7.6 C
Tuesday, October 31, 2023

Coaching LLMs at Scale with AMD MI250 GPUs

LLM Foundry
Determine 1: Coaching efficiency of LLM Foundry and MPT-7B on a multi-node AMD MI250 cluster. As we enhance the variety of GPUs from 4 x MI250 to 128 x MI250, we see near-linear scaling of coaching efficiency (TFLOP/s) and throughput (tokens/sec).


4 months in the past, we shared how AMD had emerged as a succesful platform for generative AI and demonstrated simply and effectively prepare LLMs utilizing AMD Intuition GPUs. At this time, we’re excited to share that the hits maintain coming!

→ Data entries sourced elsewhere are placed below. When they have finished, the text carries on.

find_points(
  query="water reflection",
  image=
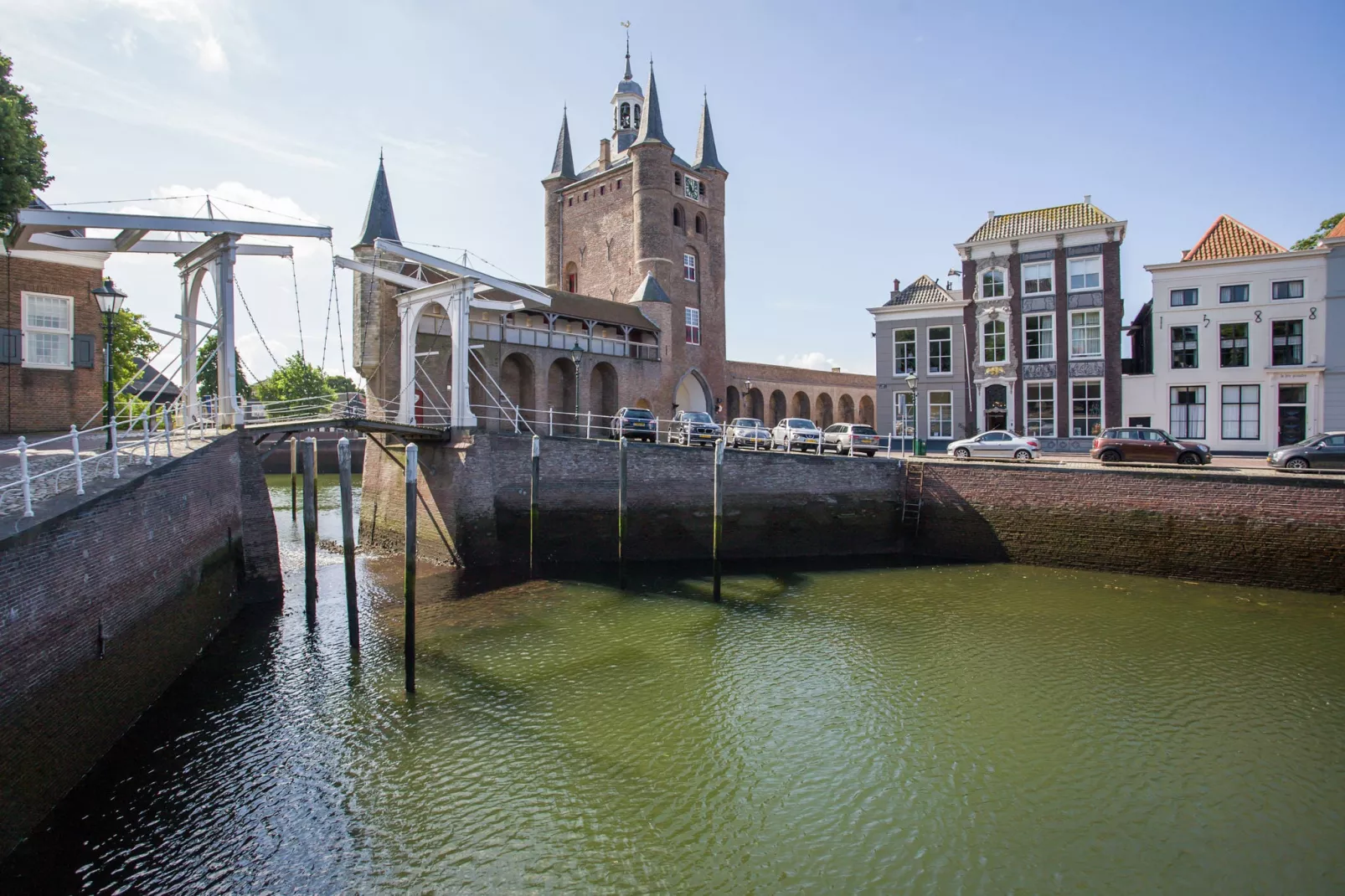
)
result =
(974, 728)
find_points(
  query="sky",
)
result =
(863, 140)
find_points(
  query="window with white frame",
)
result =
(1085, 406)
(1041, 408)
(48, 327)
(1242, 412)
(1085, 273)
(1187, 412)
(1040, 338)
(1038, 277)
(992, 284)
(903, 352)
(994, 348)
(1085, 334)
(940, 415)
(940, 348)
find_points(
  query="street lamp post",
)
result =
(109, 303)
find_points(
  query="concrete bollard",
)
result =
(532, 506)
(348, 534)
(719, 512)
(410, 579)
(311, 529)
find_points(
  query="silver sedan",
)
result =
(997, 444)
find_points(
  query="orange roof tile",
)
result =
(1231, 239)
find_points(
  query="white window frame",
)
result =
(28, 330)
(1027, 404)
(914, 357)
(1051, 345)
(1038, 264)
(693, 326)
(1069, 273)
(1085, 312)
(1003, 334)
(930, 355)
(1102, 405)
(945, 432)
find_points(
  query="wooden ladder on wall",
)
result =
(912, 497)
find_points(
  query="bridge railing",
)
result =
(33, 471)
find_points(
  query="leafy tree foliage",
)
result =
(1311, 242)
(23, 152)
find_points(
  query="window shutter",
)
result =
(84, 352)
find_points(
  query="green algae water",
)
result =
(956, 729)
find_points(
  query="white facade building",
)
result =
(1238, 342)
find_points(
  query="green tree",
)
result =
(23, 152)
(296, 378)
(1311, 242)
(208, 374)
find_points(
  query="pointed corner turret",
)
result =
(379, 221)
(706, 157)
(652, 128)
(564, 163)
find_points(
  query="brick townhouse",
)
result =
(50, 339)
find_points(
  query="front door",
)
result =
(1293, 414)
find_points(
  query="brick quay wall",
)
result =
(1269, 529)
(106, 598)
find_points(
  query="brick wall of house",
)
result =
(37, 399)
(150, 568)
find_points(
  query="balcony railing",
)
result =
(564, 341)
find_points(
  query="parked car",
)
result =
(997, 444)
(1320, 452)
(1147, 445)
(634, 423)
(693, 428)
(846, 439)
(795, 432)
(748, 430)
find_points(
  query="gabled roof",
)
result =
(1231, 239)
(1025, 224)
(379, 221)
(925, 291)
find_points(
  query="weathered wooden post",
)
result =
(348, 534)
(293, 479)
(719, 510)
(532, 506)
(621, 516)
(311, 529)
(410, 580)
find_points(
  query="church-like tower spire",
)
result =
(706, 157)
(379, 221)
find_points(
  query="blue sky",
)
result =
(863, 140)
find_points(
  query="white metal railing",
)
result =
(50, 466)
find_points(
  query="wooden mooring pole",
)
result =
(348, 534)
(621, 516)
(410, 587)
(532, 507)
(311, 528)
(719, 510)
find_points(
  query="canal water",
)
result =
(956, 729)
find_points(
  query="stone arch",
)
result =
(693, 393)
(825, 414)
(559, 393)
(518, 381)
(801, 406)
(732, 403)
(779, 410)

Group adoption of AMD GPUs has exploded: AI startups corresponding to Lamini are utilizing AMD MI210 and MI250 programs to finetune and deploy customized LLMs, and Moreh was in a position to prepare a 221B parameter language mannequin on their platform utilizing 1200 AMD MI250 GPUs. Moreover, open-source LLMs corresponding to AI2’s OLMo are additionally being skilled on giant clusters of AMD GPUs.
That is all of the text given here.